About psychotherapy

Psychoanalysis, and psychoanalytic and psychodynamic psychotherapy, are the most ambitious of all therapies in terms of scope and aims, and approaches from a different angle. Psychoanalysis started with the discoveries of Sigmund Freud a century ago, but its methods have changed and developed a great deal since then. It's the most complex of the talking treatments, and has had a significant influence on most others.
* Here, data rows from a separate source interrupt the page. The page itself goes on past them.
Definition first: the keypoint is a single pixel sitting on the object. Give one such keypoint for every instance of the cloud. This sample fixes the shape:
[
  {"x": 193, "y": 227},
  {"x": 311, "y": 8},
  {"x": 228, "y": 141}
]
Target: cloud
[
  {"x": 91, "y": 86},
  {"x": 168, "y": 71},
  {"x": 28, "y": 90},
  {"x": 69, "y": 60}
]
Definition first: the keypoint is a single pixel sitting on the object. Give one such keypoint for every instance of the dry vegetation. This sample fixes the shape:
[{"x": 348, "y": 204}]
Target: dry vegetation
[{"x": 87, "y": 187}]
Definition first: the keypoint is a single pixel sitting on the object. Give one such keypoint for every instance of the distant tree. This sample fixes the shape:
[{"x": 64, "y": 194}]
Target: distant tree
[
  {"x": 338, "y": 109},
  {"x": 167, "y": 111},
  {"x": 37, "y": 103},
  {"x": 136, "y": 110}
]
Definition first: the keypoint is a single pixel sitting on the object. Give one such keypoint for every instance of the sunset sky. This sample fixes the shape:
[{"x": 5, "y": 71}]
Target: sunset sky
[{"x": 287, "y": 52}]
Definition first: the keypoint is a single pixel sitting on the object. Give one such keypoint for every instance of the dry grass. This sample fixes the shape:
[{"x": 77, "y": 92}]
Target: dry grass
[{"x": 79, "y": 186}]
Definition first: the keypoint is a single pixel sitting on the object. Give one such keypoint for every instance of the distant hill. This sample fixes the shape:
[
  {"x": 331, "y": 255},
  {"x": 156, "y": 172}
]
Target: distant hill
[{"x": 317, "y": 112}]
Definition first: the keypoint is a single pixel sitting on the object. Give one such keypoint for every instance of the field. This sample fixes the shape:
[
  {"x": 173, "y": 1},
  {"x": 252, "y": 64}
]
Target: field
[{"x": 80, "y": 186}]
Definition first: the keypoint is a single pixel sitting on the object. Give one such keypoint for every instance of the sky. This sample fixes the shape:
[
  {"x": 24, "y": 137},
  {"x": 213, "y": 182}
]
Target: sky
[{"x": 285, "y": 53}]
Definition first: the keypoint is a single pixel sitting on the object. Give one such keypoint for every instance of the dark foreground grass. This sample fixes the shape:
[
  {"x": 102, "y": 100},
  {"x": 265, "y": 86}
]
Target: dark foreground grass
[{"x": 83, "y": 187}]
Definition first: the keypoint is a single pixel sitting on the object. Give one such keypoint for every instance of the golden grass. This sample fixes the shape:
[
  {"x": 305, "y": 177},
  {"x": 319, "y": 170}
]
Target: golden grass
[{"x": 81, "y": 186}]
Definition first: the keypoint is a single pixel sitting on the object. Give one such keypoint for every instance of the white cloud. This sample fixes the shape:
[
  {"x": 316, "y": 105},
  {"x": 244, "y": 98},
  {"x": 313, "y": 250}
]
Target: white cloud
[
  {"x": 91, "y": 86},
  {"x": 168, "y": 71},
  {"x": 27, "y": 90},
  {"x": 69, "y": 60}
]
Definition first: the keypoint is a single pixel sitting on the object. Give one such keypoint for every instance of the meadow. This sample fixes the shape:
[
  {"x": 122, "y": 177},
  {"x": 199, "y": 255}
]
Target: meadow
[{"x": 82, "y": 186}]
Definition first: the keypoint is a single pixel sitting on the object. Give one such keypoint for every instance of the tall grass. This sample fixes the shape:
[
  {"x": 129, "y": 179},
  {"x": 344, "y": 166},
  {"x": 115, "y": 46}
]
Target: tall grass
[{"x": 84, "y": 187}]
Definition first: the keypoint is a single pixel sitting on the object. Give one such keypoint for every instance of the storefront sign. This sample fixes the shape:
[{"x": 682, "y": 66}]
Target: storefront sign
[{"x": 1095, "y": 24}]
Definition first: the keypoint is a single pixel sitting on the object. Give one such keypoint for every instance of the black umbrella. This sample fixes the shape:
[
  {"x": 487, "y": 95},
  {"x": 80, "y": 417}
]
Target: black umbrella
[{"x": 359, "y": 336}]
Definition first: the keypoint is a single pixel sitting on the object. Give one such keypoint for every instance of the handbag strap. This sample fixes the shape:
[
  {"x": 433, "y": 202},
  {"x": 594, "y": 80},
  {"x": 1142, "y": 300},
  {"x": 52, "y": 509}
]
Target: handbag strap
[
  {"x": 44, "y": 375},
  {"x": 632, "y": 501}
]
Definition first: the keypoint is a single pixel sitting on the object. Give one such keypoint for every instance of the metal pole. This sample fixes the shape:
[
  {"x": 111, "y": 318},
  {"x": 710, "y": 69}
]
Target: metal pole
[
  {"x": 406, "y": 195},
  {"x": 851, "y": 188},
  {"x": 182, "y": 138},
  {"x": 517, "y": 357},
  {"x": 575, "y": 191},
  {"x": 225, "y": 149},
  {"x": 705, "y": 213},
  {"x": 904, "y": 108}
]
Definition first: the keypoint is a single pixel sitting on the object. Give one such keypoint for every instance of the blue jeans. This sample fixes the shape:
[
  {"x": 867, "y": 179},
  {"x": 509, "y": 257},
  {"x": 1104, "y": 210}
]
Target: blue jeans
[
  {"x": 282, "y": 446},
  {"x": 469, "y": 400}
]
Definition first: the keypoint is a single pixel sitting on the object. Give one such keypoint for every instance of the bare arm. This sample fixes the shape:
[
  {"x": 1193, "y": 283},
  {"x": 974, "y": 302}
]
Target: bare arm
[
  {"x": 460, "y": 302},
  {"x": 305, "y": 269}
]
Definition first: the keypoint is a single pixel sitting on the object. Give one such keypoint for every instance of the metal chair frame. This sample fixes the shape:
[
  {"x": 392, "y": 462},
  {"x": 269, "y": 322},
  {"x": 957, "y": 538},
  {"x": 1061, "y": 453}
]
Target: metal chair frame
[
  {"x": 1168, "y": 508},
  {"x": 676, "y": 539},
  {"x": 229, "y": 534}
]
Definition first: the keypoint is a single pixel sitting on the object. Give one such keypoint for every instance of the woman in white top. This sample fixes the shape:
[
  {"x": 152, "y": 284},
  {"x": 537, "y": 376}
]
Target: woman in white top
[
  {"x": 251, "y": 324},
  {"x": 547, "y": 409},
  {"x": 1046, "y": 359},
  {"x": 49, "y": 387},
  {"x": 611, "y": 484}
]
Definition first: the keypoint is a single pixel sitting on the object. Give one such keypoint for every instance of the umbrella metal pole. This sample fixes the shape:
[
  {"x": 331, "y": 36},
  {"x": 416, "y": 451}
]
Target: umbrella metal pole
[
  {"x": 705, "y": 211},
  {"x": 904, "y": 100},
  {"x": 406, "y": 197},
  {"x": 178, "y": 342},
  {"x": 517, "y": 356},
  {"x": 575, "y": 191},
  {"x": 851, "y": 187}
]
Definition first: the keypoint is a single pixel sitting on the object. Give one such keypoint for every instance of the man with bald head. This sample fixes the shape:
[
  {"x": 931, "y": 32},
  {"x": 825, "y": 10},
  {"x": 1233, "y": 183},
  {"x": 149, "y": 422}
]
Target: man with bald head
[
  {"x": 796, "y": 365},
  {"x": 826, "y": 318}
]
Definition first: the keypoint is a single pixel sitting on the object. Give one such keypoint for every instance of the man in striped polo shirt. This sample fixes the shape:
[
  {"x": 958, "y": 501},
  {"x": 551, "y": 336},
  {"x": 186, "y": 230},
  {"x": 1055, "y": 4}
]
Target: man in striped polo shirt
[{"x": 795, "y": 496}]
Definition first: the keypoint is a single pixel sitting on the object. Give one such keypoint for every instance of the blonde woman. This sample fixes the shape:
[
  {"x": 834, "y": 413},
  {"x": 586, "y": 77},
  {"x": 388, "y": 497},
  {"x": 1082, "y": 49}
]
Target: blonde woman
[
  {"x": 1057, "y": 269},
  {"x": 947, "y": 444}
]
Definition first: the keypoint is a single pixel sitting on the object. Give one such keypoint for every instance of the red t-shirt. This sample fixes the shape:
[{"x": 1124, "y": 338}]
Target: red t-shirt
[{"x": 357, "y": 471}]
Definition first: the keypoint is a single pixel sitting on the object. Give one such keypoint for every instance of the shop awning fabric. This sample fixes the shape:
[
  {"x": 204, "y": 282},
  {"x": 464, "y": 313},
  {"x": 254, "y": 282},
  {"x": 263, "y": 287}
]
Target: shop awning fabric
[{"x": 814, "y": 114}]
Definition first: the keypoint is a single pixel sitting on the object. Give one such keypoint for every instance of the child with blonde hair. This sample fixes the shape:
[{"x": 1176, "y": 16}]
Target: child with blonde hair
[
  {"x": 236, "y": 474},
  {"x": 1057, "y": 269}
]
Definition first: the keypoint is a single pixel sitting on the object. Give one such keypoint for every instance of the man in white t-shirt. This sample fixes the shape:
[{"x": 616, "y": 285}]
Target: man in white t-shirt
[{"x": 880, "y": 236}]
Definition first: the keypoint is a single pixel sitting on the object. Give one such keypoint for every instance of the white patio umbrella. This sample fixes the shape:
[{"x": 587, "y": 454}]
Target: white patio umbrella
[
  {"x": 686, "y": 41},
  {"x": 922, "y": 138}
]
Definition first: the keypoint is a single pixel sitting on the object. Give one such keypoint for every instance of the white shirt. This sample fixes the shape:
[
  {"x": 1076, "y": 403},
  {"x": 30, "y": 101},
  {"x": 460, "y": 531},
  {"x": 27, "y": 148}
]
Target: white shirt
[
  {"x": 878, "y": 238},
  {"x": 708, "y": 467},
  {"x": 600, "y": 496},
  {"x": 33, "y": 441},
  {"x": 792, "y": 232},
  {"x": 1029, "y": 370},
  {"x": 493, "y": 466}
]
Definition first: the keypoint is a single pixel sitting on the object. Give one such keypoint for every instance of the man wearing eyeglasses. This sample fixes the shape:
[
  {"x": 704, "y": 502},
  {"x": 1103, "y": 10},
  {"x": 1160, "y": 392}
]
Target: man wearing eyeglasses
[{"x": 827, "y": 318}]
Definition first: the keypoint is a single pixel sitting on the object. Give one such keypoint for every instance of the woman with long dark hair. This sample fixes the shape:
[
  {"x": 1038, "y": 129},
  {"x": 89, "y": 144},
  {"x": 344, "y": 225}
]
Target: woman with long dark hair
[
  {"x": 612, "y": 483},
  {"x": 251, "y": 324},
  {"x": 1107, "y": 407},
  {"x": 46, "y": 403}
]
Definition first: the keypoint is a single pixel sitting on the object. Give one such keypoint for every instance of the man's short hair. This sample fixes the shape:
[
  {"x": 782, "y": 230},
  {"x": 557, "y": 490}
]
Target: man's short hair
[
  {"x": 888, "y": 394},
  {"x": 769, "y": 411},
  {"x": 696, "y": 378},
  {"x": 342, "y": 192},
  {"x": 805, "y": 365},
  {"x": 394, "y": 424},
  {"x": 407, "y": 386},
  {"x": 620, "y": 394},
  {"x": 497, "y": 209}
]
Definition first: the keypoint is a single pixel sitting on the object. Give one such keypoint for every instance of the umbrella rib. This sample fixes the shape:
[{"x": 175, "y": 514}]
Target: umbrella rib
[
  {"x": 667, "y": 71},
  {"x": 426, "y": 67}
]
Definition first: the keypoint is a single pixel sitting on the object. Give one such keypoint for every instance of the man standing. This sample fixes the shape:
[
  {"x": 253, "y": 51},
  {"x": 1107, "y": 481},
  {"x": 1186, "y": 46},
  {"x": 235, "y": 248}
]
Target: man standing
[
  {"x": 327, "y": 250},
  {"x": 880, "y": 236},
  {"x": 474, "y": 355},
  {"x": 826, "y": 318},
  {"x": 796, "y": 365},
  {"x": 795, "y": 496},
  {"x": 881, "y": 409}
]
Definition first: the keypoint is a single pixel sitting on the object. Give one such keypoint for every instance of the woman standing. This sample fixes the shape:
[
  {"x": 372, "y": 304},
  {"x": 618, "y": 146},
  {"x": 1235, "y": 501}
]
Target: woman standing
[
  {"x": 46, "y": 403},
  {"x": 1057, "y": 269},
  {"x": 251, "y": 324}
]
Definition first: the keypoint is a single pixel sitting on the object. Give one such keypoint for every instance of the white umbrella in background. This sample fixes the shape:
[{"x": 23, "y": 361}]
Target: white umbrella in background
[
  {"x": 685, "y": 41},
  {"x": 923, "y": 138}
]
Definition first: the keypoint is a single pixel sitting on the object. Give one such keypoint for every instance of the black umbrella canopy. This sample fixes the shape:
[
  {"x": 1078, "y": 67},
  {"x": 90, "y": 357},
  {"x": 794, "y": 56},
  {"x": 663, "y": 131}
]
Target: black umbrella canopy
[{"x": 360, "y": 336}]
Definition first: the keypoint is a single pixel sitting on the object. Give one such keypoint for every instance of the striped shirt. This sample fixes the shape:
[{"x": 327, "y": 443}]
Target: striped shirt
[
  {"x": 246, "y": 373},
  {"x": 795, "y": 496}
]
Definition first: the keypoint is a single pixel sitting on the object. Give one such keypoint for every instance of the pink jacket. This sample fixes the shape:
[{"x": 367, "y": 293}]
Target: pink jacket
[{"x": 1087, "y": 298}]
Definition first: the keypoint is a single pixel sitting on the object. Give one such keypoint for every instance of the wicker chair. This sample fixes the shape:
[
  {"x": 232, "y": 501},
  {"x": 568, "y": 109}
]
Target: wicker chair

The psychoanalytic therapist will seem less socially responsive and immediately reassuring than other therapists, who take more of a trainer or friend role. He or she will ask you to try to say whatever is going through your mind. The analytical therapist will be closely tuned in and empathic, but will also be more neutral, keeping personal feelings and reactions private. As well as giving you a chance to unburden yourself, he or she will also be trying to pick up hidden patterns and meanings in what you are saying. The analytical therapist will also be interested in the way you are relating to him or her, and how this links with other, perhaps problematic relationships in your life.

Psychoanalytic psychotherapy typically lasts much longer than cognitive behaviour therapy, and you may need more than one session per week, because it aims to influence deeper layers of the personality, at the sources of the troubling thoughts and behaviour. The most thoroughgoing form of it is full psychoanalysis, where the patient sees a psychoanalyst, four or five times a week, for a number of years. Such intensive psychotherapy is a huge investment, not just of money, but also of time and emotional energy. However, this big investment in one's life can produce significant rewards in terms of the ability (as Freud put it) to love and to work. People find themselves freed to live life more to the full, to be more creative in all sorts of ways, and to relate to and care for others better.

Psychotherapy involves conversations with a listener who is trained to help you make sense of, and try to change, things that are troubling you. It is something you take an active working part in, rather than something you are just prescribed or given, such as medication.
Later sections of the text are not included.